Unas cuantas familias chiítas que estarán sacando tajada de los indígenas más iletrados se mezclan con mujeres que no pueden ver el suelo ante el desproporcionado tamaño de las tetas. El resto de hermanos latinoamericanos no se privan de las coñas y piden al Instituto Cervantes que publique el discurso de la embajadora arengando a los pueblos. Los diplomáticos hablan de lo suyo, un tequilita con la comida, o antes, y ya que estamos también después.
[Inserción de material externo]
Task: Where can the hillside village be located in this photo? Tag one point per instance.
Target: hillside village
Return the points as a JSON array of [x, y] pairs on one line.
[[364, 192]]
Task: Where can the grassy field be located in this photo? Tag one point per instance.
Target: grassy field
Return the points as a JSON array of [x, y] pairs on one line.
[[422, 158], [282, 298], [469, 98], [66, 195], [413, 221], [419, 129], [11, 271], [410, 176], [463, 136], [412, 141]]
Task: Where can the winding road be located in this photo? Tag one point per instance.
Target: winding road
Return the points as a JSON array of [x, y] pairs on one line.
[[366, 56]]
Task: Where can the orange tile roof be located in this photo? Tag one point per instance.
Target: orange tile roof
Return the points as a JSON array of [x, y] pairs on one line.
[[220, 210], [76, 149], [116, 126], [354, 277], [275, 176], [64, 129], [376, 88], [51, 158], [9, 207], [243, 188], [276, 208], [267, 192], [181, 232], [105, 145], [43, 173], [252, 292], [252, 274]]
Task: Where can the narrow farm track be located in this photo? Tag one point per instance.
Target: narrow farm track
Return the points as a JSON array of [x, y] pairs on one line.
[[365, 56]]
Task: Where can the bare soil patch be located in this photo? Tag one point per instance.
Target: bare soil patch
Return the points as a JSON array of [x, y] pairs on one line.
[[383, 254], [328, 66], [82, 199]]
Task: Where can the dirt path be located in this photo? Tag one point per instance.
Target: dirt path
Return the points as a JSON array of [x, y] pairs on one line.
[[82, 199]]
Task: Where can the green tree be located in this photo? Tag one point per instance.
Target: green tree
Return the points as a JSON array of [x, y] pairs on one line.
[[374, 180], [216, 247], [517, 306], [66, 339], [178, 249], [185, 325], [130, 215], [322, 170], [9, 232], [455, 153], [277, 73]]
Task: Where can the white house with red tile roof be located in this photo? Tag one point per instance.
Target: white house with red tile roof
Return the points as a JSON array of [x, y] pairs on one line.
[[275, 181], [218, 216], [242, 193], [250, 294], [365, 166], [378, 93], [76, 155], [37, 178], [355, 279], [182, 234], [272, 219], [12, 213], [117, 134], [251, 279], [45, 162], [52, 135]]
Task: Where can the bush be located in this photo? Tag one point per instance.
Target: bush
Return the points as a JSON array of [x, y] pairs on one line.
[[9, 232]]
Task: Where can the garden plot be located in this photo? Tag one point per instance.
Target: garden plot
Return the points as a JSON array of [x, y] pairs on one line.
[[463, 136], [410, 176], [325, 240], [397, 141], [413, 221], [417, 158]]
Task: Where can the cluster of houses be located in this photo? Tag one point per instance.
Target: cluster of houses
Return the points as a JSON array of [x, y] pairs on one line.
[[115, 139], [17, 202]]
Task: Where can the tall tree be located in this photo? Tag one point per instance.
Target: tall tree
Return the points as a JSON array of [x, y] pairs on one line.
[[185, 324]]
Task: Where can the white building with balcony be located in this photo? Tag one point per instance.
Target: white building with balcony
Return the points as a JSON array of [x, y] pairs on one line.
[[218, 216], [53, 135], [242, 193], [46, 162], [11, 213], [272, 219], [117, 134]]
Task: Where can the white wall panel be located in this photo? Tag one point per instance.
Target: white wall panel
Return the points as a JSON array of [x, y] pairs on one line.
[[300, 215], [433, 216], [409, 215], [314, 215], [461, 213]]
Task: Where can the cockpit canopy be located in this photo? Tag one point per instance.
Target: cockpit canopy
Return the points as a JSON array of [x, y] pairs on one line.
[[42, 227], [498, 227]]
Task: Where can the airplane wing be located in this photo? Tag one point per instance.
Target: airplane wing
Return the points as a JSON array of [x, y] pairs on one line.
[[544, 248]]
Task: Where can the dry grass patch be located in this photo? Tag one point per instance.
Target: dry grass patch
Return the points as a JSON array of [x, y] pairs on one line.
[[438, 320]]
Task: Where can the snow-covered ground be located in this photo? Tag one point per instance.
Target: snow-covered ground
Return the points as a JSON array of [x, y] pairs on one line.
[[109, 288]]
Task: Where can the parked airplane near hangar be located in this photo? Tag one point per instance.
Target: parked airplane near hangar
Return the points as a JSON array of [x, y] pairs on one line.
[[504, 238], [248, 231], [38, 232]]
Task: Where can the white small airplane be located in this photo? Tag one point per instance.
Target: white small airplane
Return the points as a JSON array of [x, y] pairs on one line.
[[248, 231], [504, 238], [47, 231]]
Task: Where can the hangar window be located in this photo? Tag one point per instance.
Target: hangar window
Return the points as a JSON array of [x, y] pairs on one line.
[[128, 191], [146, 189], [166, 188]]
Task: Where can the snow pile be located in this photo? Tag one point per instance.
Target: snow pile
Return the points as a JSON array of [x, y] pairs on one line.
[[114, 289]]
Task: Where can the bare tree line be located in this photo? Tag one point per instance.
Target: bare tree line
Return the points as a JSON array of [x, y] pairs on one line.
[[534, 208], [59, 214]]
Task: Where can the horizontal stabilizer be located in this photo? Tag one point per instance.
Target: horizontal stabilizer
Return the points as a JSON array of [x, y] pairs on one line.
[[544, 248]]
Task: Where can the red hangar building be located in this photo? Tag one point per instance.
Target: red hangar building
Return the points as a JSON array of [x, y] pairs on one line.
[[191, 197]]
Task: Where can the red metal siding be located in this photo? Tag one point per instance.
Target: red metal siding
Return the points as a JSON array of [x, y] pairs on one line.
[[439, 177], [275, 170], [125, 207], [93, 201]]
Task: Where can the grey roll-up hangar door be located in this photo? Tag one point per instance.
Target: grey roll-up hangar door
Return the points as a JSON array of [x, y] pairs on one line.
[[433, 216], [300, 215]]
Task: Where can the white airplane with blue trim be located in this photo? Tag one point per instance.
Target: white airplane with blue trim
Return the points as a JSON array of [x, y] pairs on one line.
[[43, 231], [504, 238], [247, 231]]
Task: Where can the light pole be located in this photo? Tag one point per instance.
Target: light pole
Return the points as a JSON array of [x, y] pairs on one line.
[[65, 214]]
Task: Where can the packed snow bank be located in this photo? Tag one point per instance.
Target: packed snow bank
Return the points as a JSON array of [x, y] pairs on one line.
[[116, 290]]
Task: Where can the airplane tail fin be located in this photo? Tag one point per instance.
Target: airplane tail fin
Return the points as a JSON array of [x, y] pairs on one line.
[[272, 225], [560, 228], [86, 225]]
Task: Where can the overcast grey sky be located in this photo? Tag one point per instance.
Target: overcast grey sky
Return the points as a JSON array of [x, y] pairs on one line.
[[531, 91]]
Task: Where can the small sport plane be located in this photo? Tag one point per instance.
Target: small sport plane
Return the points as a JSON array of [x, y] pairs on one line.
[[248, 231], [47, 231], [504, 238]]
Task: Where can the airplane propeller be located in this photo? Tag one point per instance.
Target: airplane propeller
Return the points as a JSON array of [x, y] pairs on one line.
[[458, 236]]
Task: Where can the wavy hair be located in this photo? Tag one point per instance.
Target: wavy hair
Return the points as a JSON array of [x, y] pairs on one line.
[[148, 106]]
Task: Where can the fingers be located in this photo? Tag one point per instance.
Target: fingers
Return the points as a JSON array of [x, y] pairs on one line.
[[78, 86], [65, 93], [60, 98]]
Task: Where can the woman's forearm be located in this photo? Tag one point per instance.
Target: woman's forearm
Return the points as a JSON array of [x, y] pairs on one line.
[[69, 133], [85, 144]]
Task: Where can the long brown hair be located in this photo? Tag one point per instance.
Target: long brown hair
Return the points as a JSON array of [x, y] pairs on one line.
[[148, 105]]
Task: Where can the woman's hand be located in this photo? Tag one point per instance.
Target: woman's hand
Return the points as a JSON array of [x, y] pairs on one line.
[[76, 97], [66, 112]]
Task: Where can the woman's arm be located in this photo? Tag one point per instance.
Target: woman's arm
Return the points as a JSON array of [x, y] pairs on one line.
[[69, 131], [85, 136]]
La gente conserva la sonrisa con ese aire de mundo que da el saber que uno está en el Líbano tocándose básicamente los cojones a cambio de una buena pasta.

 

Estamos en el mejor hotel de Beirut, el Phoenicia, que si claramente no ha sufrido ningún atentado en los últimos años no es porque los de seguridad controlen exhaustivamente lo que una señora puede llevar bien sujeto entre las piernas. La segunda de la embajada, una morena que se ha teñido de rubia 8 veces antes de la gala, se fotografía con cualquiera que se le arrime un poco, ya sea un cactus, un viejo verde moraco o un camarero sirio bien repeinado. Los diplomáticos vienen comidos de casa, no como el perraje y niños varios que han liberado de las jaulas y que se lanzan sobre las mesas como si hubiesen anunciado que Israel va a bombardear todas las granjas de pollos del Líbano.

 

Además de para ligar y mentir, que es para lo que sale la gente de casa, están los que vienen a intentar sobrevivir, sin duda alguna los invitados más interesantes de cualquier velada. Una bola de sebo sudorosa explica en un inglés impecable que él , desde Canadá, está proyectando construir un aeropuerto en Trípoli, la segunda ciudad del país. Un agujero reseco mayoritariamente suní del que a duras penas sale una barcaza. El gordo se saca de los bolsillos una docena de tarjetas diferentes como ingeniero, arquitecto, político, o pacificador; si lo del aeropuerto no te mola te puede levantar igualmente un puente, la red de tendido eléctrico o sujetar con un par de palos unas cuantas chabolas para refugiados. Se traga 5 pastelitos de vez, desaparece raudo a venderle la moto a quien se deje mientras ya se acerca el siguiente, un marica con tupé de un hotel de la competencia, dispuesto a endosarte salas para organizar congresos, bodas, bautizos o bukakes si se tercia.

 

En el gran salón repleto de espejos, y que no ha tardado en vaciarse, me pregunto cuál es la mentira que, en mi caso, trato de desplegar para estar aquí. La mentira necesaria para cada mañana golpearse ligeramente las mejillas, preparando el rostro para asomarse ahí afuera, convenciéndose, siempre a uno mismo, de que en el trajín infinito aún queda algo valioso por hacer. El motivo para vestirse de negro y acudir a todos nuestros particulares hoteles Phoenicia de la vida.

 

Salvar la vida a cada instante, otorgarle un cierto sentido es complicadísimo. Quizás un arte. Y con el paso del tiempo me siento mucho más predispuesta a comprender todas las formas y deformaciones que uno pueda imaginar que sirvan a este propósito; entiendo a las putas y a los ladrones, también a los honestos, porque ellos, tal vez, puedan permitirse la honestidad, entiendo que las cartas son aleatorias y cambiantes y que la vida proyectada al exterior es como el reflejo elusivo de una ciudad en el agua, a veces bella si la luz es buena.

 

Me gustaría ser la intrusa desapasionada que se cuela en ese baile de máscaras, lo observa y participa sabiendo que la música que suena hoy no será la misma que suene mañana. Me gusta pensar que ese necesitar continuo del ruido está cada vez un poco más lejos de mí. A mis mentiras, que son mías, las acompaña ahora la tímida certeza de que todos los puntos a los que se puede llegar no son nada si uno ignora el camino de vuelta hacia el único destino del que todo parte y al que todo regresa, hacia ese ser que contempla el mundo y reconoce su pilar en un lugar remoto, intocable, sepultado bajo los acontecimientos de la llamada vida.